Balac, rey de Moab, pide al profeta Balaam que maldiga al pueblo de Israel. Balaam no lo hizo, porque Dios se lo prohibió (Núm. 22: 9-13). Pero sigue practicando la adivinación y, en el fondo de su corazón, estaría dispuesto a maldecir al pueblo (comp. 24:1; Deut. 23:5). En este estado de ánimo, sale al encuentro de Balac. El ángel de Jehová se interpone en su camino, espada en mano, y le dice que va camino de la perdición (22:31-33). «Entonces Balaam dijo al ángel de Jehová: He pecado, porque no sabía que tú te ponías delante de mí en el camino; mas ahora, si te parece mal, yo me volveré» (22:34).

Esta confesión tampoco vale mucho:

• Balaam dice que es culpable porque no se dio cuenta de que era el ángel de Jehová el que se le oponía. Pero el problema no es su ignorancia. De hecho, no ha aceptado que Dios no quiera que maldiga al pueblo de Israel, sigue queriendo secretamente recibir dinero de Balac, y los encantamientos que practica son una abominación para Jehová.

• Aunque el ángel se lo había dicho explícitamente unos momentos antes, Balaam parece dudar de que el camino que sigue sea malo (v. 32). No está convencido de estar haciendo algo malo.
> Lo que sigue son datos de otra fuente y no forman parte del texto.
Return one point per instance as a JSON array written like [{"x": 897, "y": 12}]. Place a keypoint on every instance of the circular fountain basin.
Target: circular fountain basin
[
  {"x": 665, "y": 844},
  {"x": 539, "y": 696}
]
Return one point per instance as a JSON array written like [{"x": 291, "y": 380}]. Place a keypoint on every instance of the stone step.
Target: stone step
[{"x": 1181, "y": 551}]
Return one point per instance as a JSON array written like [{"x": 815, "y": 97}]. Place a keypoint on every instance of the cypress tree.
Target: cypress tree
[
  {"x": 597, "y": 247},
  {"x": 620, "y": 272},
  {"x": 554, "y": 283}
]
La confesión de Balaam no fue sincera. No se apartó de su mal camino. Más tarde daría a los moabitas el abominable consejo de incitar a Israel a la fornicación y a la idolatría (31:16; comp. 25:1-3). Este hombre que había deseado morir la muerte de los rectos, finalmente morirá por la espada de los hijos de Israel (23:10; 31:8; Josué 13:22).

3 - Acán

Durante la conquista de Jericó, se prohibió a los israelitas quedarse con ningún botín. Los objetos de plata, oro y bronce debían llevarse al tesoro de Jehová (Josué 6:18-19, 24). Pero Acán transgrede “el pacto de Jehová” y roba un manto, además de plata y oro (7:11, 21). A causa de ello, se impone un «anatema» a los hijos de Israel y sufren una cruel derrota contra Hai. Si no quitan el anatema de entre ellos, Jehová ya no estará entre ellos ni luchará por ellos (v. 12-13). Por tanto, hay que descubrir al culpable. Acán no tuvo el valor de revelar él mismo su pecado, así que Dios lo eligió por sorteo. Esto revela sucesivamente de qué tribu, de qué familia y luego de qué casa procede el culpable (v. 14-18).

Acán confiesa entonces: «Verdaderamente yo he pecado contra Jehová el Dios de Israel, y así y así he hecho» (v. 20).

Aquí hay un error:

• Acán confiesa su culpa solo después de haber sido precisamente designado por el destino –el destino que Dios dirige. ¡Ni un momento antes! No lo admite cuando su tribu está tomada, o cuando su familia o su casa están tomadas. Y cuando la suerte cae sobre él, Josué todavía tiene que pedirle que reconozca su pecado (v. 19). Esta confesión forzada no tiene ningún valor. Al final, no es más que una confesión de lo que ya se sabe.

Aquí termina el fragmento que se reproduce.